И мы шли по набережной в сторону порта, море было по-утреннему спокойно, пляж еще не усеяли толпы загорающих, жара еще не обрушилась на Бланес, как это случится через каких-нибудь два — два с половиной часа, когда солнце перейдет в зенит и наступит время сиесты.
И тут-то он нам и попался, он стоял у мольберта и рисовал море. И чаек.
Ему было лет пятьдесят, коренастый, плотный, в чем-то копия Мануэля, хотя и без аккуратно подстриженных усов. Да и одет он был по-другому — в вылинявшей майке с надписью «Adidas», в шортах, в темных очках и серой солнцезащитной кепке.
Рисовал он акриловыми красками на черных оргалитовых листах, которые были расставлены тут же, рядом с мольбертом. Большой лист — восемь тысяч песет, поменьше — четыре тысячи, совсем маленький, альбомного размера, — две тысячи.
И те, что за восемь, были действительно хороши, на одном из них была скала Сан-Джорди и кусочек бланесского порта, и белесовато-синее от жары небо уютно расположилось на черном оргалите, хотя все это было не столько точным изображением пейзажа, сколько впечатлением от него, неким immagination.
Народ, идя на ярмарку, останавливался у мольберта. А человек улыбался и продолжал что-то подводить кисточкой, обмакивая ее то в одну краску, то в другую.
Мой английский к утру понедельника совсем проснулся, а потому я решительно высказал автору свое восхищение от увиденного.
И тут он заулыбался. Он и так-то не казался букой, но тут он заулыбался вовсю, причем отнюдь не потому, что увидел во мне потенциального клиента. Ему просто стало хорошо от того, что кто-то вот шел на ярмарку, остановился и сказал, что как ему нравится все это — эти пейзажи, эти краски, эти цвета.
— Тамайо, — сказал он, — меня зовут Тамайо!
Хотя на визитке, которую он торжественно преподнес мне на прощание, имя его звучит намного торжественнее — Исидро Де Хуан Тамайо, да и выглядит он на этой визитной карточке намного солиднее, да и репродукция пейзажа — маленькая, размером с почтовую марку, — что напечатана на той же визитке, намного интереснее всех тех работ, что я видел на набережной, направляясь на ярмарку.
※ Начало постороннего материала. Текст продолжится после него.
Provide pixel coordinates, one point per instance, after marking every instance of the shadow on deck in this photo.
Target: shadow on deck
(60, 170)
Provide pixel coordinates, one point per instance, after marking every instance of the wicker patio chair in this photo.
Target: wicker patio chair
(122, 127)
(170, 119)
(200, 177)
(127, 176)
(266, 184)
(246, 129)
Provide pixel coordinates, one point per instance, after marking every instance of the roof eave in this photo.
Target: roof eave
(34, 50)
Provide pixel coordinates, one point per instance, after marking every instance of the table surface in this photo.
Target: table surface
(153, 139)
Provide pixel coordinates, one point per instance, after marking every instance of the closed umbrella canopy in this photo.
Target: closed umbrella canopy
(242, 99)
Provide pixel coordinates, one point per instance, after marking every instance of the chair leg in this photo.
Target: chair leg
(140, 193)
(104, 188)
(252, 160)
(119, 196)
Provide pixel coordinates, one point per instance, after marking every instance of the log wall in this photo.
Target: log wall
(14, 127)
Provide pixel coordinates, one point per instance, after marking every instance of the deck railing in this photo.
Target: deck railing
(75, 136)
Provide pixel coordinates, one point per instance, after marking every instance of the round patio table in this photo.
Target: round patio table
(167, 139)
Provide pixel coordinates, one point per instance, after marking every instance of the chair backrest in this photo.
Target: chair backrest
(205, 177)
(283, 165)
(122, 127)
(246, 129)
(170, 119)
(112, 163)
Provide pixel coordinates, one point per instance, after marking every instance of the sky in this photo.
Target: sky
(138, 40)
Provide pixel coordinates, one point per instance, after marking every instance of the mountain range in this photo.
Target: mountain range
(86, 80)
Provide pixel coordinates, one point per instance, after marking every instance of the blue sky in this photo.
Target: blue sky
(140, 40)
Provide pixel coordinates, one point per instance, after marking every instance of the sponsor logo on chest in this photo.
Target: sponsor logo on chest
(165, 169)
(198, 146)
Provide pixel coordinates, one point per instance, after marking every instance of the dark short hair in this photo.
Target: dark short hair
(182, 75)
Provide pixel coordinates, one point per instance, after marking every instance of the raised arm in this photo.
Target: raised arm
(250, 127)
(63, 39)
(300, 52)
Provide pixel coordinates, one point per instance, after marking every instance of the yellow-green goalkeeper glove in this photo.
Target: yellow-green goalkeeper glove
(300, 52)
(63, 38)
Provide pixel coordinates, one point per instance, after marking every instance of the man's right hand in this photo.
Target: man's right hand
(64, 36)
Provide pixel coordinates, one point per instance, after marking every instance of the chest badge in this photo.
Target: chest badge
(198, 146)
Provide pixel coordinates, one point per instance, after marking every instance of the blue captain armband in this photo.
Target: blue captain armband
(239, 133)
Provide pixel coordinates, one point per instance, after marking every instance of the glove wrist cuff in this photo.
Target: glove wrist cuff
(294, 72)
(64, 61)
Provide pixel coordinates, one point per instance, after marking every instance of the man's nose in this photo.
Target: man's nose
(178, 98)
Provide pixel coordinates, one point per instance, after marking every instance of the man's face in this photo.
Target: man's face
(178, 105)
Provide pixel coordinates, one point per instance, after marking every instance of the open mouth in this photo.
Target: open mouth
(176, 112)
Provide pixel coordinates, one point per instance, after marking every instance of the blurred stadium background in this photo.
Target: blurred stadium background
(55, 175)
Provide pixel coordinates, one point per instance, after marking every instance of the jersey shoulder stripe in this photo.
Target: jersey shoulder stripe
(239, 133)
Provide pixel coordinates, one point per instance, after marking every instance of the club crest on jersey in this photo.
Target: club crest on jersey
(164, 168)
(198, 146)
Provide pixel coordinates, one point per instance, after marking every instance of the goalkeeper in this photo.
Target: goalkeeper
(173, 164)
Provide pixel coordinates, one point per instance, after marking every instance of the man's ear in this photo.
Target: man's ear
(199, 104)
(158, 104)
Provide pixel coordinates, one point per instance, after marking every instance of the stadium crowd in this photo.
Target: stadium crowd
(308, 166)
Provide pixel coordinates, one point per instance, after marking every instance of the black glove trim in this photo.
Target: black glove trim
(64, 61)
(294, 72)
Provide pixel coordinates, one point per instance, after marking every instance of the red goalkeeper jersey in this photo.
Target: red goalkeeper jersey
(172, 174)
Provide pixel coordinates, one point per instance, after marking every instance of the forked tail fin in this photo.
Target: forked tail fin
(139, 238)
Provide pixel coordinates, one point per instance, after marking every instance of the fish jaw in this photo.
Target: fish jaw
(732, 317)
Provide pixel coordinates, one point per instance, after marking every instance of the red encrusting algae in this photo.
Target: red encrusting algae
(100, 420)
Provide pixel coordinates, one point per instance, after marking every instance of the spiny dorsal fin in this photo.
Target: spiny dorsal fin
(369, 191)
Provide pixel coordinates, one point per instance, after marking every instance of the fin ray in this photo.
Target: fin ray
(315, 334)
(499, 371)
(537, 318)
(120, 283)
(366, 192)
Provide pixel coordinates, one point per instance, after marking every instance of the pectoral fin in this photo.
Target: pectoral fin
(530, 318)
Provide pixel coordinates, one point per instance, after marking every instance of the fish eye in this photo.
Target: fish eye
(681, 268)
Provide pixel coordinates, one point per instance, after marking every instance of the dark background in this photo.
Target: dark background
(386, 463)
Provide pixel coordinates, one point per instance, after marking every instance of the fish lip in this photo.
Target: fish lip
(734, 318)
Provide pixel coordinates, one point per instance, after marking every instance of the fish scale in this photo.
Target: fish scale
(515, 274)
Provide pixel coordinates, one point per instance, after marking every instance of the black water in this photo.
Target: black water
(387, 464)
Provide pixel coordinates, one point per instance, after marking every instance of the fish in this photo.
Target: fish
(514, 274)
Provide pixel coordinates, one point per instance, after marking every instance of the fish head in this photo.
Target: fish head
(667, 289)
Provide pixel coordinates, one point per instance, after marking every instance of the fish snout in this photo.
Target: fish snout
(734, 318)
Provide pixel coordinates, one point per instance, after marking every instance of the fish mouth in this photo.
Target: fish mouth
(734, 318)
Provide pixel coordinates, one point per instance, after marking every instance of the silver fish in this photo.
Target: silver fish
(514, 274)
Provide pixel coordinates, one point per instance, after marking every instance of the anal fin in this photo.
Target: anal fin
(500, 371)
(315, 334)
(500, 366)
Но это просто ремарка, речь идет о том, что в то утро я встретил очень счастливого человека. Тамайо так и сказал — я очень счастливый человек сейчас, знаешь, амиго, я тринадцать лет жил в Германии, я продавал свои работы в галереях, но потом я понял, что я несчастлив. И я вернулся обратно. Я езжу по побережью и рисую эти пейзажи — о, это впечатления, это то, что рождается в моей голове. Я смотрю, думаю и рисую, раз — и готово, и я счастлив, потому что здесь солнце, я занимаюсь тем, чем хочу, и я свободен, пусть даже я бедный человек, как любой художник… Ты купишь картину?
— Не сейчас, — сказал отчего-то я, — но я вернусь и куплю, ты когда здесь будешь еще?
— В следующую субботу, — сказал, все так же улыбаясь Тамайо и подарил моей дочери узкую оргалитовую полоску с ярчайшей ромашкой.
— Я вернусь, Тамайо! — сказал я и действительно попытался найти его в субботу, но было жарко, было очень жарко и Тамайо, по всей видимости, просто не добрался до Бланеса из Барселоны, где он жил с семьей и где была его мастерская.